Searching concordances
Overview
Teaching: 15 min
Exercises: 20 minQuestions
How can I search in AntConc?
How can I use search to discover features of catalogue data?
Objectives
Explain how to search a concordance
Explain how to read a concordance
Searching in AntConc
After generating lists that characterise a whole corpus, the other main way to interact with a dataset in AntConc is to use search to narrow your enquiry to a subset of a corpus.
The Concordance
tab is one of many tabs that responds to search. Navigate to the Concordance
tab, put the string “wear” into the search box, and hit Start
.
After a little thought, AntConc populates the tab.
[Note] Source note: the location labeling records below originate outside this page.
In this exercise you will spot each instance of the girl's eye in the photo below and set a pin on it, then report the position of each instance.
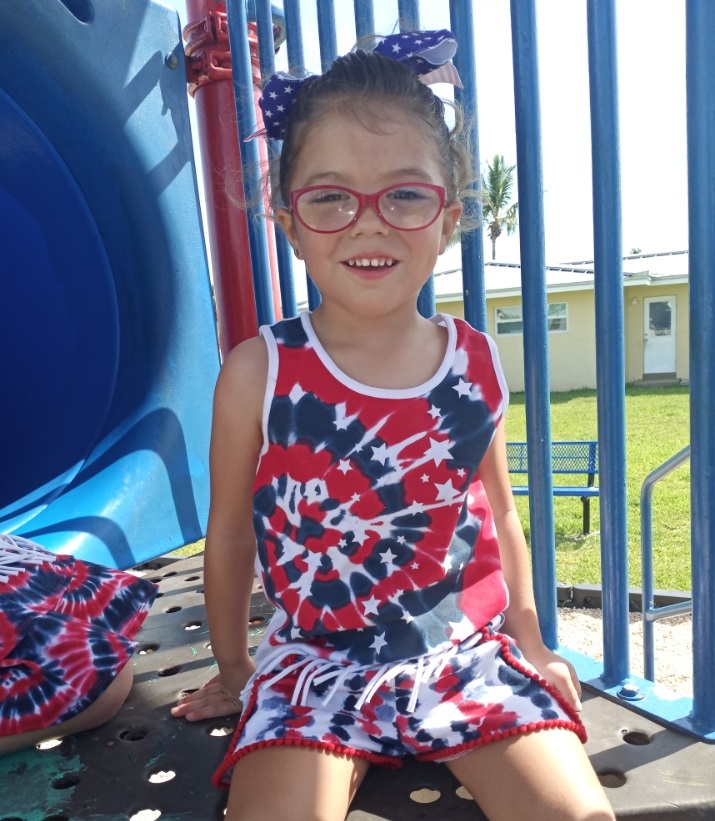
(408, 193)
(325, 197)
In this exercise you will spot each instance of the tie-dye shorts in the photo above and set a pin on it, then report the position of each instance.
(482, 691)
(66, 630)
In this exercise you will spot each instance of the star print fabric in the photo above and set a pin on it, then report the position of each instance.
(427, 54)
(485, 691)
(66, 630)
(375, 539)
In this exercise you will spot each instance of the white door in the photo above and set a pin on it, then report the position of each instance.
(659, 323)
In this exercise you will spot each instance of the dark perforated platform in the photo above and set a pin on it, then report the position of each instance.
(144, 765)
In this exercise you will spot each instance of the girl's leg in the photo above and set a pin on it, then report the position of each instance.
(104, 708)
(277, 783)
(542, 776)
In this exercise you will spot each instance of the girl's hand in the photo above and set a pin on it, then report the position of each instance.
(214, 699)
(559, 673)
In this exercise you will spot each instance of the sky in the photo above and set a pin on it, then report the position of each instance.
(651, 79)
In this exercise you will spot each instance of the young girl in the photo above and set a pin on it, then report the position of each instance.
(66, 630)
(358, 452)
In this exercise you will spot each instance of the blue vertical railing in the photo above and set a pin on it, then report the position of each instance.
(266, 56)
(696, 716)
(250, 157)
(475, 300)
(700, 77)
(610, 358)
(533, 289)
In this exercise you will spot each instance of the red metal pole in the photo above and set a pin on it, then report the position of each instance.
(209, 76)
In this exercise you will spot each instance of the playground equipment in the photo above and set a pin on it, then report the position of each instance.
(108, 340)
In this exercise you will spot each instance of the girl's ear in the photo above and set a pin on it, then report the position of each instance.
(452, 213)
(285, 219)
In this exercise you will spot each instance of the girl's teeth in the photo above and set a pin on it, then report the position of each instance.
(370, 263)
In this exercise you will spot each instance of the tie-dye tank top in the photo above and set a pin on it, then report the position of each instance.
(376, 542)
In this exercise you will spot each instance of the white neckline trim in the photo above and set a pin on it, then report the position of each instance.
(387, 393)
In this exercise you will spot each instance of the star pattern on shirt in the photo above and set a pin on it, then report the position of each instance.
(439, 450)
(370, 606)
(447, 492)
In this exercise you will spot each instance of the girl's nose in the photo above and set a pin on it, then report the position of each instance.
(369, 222)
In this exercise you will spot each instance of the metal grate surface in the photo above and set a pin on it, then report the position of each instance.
(145, 765)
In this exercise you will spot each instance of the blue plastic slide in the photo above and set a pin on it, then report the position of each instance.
(108, 351)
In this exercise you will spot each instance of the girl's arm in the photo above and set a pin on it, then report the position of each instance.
(521, 620)
(236, 441)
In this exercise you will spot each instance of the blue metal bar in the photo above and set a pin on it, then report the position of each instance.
(266, 54)
(700, 75)
(610, 360)
(534, 312)
(296, 65)
(250, 158)
(364, 18)
(294, 37)
(475, 299)
(327, 33)
(409, 14)
(650, 612)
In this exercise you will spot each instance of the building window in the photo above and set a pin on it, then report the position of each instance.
(509, 320)
(557, 316)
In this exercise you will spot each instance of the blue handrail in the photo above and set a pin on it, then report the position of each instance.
(651, 613)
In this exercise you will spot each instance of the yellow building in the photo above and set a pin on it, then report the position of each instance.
(655, 293)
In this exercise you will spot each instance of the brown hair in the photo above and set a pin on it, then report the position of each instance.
(355, 84)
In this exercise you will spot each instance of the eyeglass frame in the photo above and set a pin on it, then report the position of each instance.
(365, 200)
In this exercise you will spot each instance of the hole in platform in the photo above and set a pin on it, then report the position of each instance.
(133, 734)
(65, 782)
(611, 778)
(187, 692)
(162, 776)
(221, 730)
(50, 744)
(82, 9)
(168, 671)
(425, 796)
(637, 737)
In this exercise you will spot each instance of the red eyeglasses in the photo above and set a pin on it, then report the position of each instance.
(328, 209)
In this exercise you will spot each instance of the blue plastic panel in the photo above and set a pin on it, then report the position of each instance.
(108, 341)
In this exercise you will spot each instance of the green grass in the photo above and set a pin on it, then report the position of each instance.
(657, 427)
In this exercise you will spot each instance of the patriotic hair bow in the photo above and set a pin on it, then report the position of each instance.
(427, 53)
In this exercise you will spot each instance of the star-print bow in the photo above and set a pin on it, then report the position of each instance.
(427, 53)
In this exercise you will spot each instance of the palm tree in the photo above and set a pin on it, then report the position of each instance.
(496, 193)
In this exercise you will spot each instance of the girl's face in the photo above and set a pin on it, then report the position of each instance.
(343, 152)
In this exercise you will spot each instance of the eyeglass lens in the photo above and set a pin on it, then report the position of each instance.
(406, 208)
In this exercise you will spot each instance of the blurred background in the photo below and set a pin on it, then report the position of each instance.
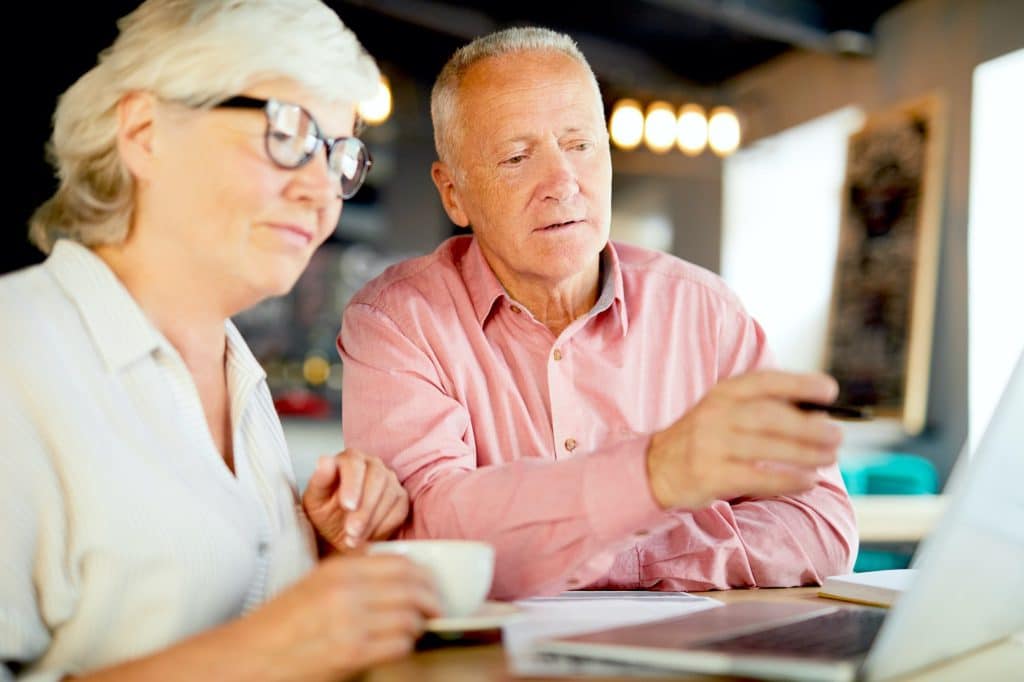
(757, 194)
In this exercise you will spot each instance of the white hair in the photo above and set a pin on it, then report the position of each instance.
(444, 95)
(197, 52)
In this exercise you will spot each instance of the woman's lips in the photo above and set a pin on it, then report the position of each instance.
(293, 233)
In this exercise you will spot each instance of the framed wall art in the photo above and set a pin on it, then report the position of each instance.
(881, 324)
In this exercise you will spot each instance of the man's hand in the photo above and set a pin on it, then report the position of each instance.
(745, 437)
(352, 498)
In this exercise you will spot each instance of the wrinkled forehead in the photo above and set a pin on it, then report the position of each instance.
(522, 93)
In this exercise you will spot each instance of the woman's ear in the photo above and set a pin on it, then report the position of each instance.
(451, 200)
(136, 112)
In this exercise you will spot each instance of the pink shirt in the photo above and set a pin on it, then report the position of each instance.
(501, 431)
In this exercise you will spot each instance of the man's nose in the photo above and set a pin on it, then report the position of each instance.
(560, 181)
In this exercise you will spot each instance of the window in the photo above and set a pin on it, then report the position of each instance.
(995, 236)
(781, 202)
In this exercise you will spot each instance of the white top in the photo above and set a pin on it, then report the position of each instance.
(122, 529)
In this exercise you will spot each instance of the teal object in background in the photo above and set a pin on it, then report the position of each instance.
(887, 473)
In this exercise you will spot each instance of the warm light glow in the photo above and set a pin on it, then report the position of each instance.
(659, 127)
(315, 370)
(626, 125)
(723, 131)
(376, 110)
(691, 131)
We can observe that - by default - a search in the Concordance
tab does a number of things:
- It returns a series of lines of text, known as ‘condordances lines’ (hence the name of the tab).
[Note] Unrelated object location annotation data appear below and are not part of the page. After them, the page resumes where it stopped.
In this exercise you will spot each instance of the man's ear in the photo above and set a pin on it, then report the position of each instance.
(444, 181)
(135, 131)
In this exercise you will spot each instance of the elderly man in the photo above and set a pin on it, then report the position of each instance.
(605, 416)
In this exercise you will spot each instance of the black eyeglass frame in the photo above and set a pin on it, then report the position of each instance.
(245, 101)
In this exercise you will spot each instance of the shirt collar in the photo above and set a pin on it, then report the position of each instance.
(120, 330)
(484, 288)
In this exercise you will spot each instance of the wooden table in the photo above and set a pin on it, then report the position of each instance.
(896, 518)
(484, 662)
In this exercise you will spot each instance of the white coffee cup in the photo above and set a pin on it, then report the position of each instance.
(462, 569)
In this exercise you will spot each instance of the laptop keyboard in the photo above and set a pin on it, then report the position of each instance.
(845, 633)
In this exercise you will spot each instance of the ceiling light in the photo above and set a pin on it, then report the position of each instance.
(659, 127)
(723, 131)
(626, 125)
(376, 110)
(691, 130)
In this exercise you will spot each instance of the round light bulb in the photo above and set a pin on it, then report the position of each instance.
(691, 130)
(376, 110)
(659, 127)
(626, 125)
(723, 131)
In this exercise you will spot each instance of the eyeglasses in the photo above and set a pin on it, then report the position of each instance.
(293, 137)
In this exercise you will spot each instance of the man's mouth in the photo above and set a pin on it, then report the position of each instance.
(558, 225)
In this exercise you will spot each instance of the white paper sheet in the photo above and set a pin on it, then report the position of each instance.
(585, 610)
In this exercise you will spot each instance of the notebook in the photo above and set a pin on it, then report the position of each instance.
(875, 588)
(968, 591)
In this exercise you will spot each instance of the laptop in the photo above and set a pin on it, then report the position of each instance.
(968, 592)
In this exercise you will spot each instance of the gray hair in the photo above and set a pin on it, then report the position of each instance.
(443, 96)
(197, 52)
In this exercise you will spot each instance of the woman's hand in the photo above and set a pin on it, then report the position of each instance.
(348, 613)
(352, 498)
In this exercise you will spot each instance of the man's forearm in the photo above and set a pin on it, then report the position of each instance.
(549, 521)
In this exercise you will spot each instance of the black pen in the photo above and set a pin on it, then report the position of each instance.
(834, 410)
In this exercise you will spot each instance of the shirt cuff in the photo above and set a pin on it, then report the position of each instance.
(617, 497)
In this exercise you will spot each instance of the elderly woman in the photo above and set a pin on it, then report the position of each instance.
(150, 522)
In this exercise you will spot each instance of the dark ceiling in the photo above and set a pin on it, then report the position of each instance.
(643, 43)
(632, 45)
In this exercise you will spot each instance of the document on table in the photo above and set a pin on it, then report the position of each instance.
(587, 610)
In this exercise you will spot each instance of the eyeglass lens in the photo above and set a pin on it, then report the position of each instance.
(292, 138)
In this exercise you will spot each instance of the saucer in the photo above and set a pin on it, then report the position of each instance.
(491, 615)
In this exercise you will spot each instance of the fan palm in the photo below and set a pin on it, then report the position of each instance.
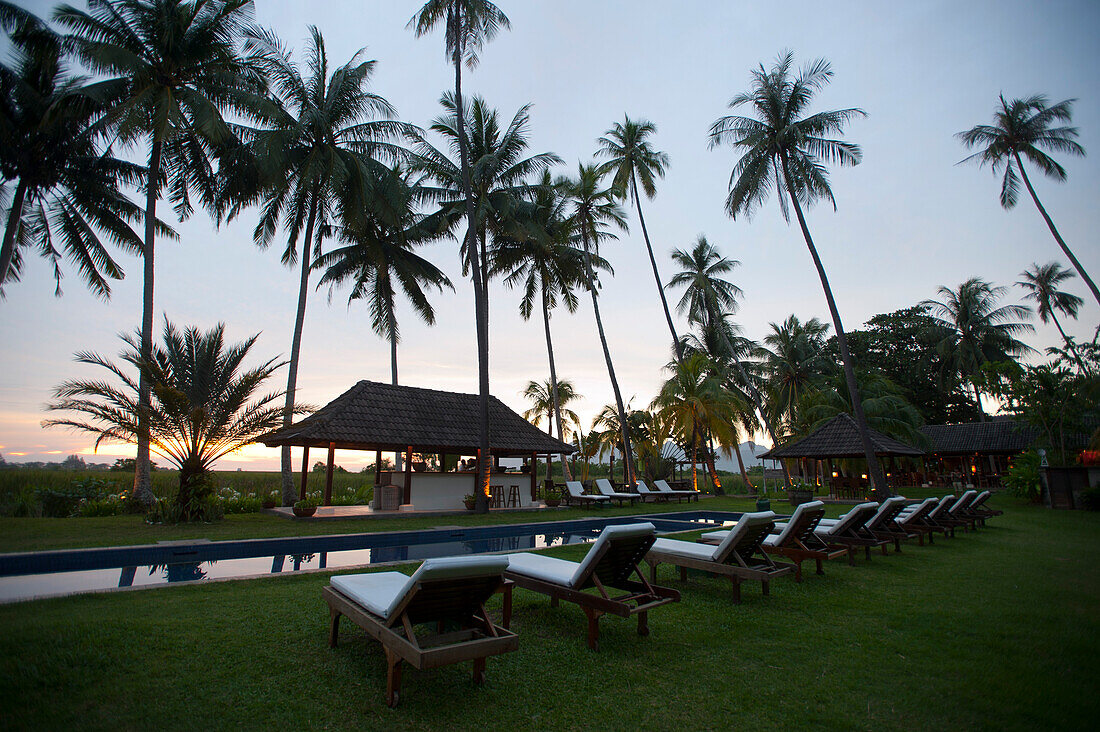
(1023, 129)
(592, 210)
(633, 161)
(66, 190)
(974, 329)
(169, 68)
(1041, 283)
(787, 149)
(205, 403)
(377, 258)
(319, 144)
- It prompts AntConc to tell us how many times the search term has matched in the corpus (39 in this case)
- It looks for the search term as a word rather than as a string of characters (so our hit count is for words not strings).
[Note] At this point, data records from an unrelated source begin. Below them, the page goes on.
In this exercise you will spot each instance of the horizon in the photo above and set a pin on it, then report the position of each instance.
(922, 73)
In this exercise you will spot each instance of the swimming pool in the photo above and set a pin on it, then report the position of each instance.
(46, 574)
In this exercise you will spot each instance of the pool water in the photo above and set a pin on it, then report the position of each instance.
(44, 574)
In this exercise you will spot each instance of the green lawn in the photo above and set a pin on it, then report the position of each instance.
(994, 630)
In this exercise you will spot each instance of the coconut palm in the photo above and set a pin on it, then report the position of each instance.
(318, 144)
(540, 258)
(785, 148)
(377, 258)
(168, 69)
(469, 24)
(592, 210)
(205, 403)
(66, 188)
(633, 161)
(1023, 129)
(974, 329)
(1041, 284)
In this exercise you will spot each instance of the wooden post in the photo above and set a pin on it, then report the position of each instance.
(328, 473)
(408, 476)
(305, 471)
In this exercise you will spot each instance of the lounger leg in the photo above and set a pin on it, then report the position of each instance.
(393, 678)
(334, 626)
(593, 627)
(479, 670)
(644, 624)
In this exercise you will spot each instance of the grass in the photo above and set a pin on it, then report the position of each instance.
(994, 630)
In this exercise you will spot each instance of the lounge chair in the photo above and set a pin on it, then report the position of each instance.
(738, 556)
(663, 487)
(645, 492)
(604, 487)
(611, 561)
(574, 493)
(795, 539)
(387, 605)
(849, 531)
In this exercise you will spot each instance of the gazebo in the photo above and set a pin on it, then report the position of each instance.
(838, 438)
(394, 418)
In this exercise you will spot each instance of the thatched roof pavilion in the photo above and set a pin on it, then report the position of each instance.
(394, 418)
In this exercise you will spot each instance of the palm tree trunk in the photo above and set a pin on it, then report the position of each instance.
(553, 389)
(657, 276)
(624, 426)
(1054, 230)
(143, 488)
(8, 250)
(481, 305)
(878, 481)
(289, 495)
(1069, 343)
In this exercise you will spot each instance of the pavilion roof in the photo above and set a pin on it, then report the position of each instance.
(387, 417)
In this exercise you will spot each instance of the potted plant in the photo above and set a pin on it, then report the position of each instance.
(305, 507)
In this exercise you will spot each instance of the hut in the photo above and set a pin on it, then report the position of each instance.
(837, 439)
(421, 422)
- It uses a case-insensitive search.
- It assumes we care more about the word next after the search term rather than before it (though this can be changed, as we shall see shortly!)
- It sorts the results alphabetically by the first character after the search term.
- For each line, it returns information on the file name from which the search term orginates. That is, if we’ve separated our file into parts to ease import and processing, we would see many file names. You should be able to see there is comparative potential here, if not take a look at our alternative episodes (starting with BM-MDG.zip: Word lists).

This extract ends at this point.